Protection from HIV infection for women could be as simple as inserting a tampon shaped applicator minutes before having sex. Bio-engineers from the University of Washington have discovered a potential faster way to deliver drugs to protect women from HIV infection. This new method spins the drugs into silk-like fibers that quickly dissolve when in contact with moisture. This could potentially provide a more effective and discreet form of HIV protection, by inserting a drug-loaded applicator into the vagina before having sex.
The team from the University of Washington found that electrically spun cloth could be dissolved to release drugs, and that these electrically spun fiber materials can hold 10 times the concentration of medicine as anti-HIV gels currently under development. This would release higher doses of the drugs than current used methods such as vaginal gels or creams.
At present, some people who are considered high-risk for HIV infection are prescribed daily pills called pre-exposure prophylaxis (PrEP) to protect against the virus. Advancements in this topical HIV protection method, in the form of films and gels, are just starting to be developed.
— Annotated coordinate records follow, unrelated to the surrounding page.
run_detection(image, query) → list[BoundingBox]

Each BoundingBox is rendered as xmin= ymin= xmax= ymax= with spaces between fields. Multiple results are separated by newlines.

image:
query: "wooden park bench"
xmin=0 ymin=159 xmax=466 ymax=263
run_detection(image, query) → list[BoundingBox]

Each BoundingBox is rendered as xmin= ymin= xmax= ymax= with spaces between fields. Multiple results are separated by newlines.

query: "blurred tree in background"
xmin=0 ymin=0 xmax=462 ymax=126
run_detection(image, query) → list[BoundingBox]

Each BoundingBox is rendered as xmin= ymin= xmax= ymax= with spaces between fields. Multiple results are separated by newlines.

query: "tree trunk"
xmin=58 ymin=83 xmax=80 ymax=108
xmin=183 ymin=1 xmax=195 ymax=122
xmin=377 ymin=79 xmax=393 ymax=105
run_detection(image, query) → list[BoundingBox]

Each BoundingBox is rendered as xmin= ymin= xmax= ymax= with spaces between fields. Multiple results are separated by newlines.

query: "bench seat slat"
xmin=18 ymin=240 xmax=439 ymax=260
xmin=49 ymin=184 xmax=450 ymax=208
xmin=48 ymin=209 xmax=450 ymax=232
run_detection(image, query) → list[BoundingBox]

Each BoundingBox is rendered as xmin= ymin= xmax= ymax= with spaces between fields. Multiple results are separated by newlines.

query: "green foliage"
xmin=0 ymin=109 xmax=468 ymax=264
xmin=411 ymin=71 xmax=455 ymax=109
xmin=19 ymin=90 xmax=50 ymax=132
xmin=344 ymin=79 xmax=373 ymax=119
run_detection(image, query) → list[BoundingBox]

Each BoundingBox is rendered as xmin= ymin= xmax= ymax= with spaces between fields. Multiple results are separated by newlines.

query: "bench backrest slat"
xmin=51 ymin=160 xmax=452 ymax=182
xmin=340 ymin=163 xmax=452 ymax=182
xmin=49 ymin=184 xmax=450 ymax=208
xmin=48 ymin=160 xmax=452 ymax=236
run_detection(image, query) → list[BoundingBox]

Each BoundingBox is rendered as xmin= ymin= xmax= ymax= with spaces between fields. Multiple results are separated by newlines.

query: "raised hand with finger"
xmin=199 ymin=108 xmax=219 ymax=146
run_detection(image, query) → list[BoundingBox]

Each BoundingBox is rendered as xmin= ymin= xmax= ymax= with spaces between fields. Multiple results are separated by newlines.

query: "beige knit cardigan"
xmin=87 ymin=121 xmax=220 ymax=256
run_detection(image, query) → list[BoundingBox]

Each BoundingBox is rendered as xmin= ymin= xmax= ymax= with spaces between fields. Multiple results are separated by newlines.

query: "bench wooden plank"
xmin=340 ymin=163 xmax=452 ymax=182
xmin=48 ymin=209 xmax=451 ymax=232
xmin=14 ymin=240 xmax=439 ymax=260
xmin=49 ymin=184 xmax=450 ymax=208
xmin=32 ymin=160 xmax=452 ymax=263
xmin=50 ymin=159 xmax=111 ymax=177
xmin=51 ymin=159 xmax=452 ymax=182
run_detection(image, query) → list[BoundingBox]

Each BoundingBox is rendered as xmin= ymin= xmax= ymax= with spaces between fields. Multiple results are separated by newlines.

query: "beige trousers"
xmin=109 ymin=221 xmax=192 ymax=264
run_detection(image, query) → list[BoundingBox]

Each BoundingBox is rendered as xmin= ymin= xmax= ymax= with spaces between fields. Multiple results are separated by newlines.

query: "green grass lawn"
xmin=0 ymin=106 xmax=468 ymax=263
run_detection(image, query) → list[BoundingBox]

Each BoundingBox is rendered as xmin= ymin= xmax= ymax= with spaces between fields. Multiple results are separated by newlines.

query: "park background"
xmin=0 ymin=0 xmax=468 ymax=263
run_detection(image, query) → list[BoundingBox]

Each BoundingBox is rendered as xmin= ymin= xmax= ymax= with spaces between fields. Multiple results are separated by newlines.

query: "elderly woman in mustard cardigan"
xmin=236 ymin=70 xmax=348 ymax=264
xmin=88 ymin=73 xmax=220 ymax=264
These products need to be placed in the vagina before sexual intercourse, allowing for the drugs to be dissolved and diffuse into the surrounding tissue. These drugs, called microbicides, must be given in large doses minutes before sex to be effective.
These gels and films haven’t performed well in clinical trials because they are not easy to use. Drugs in film form take at least 15 minutes to fully dissolve in the body, and the volume of gels must be large enough to deliver a full dose but small enough to prevent leakage. This makes microbicides difficult for a woman to use before sex. Furthermore, the effectiveness of these drugs depends on high enough dosages and quick release.
The newly developed soft, dissolving fibers could be rolled into a tampon applicator for insertion, or be built into the shape of a vaginal ring, similar to those used for contraception. This fiber platform technology is thought to have the capability of being developed into multifunctional medical fabrics that would solve challenges related to biological efficacy and user preferences. Researchers are currently focusing on developing prototypes that can be tested for safety and efficacy in animal models.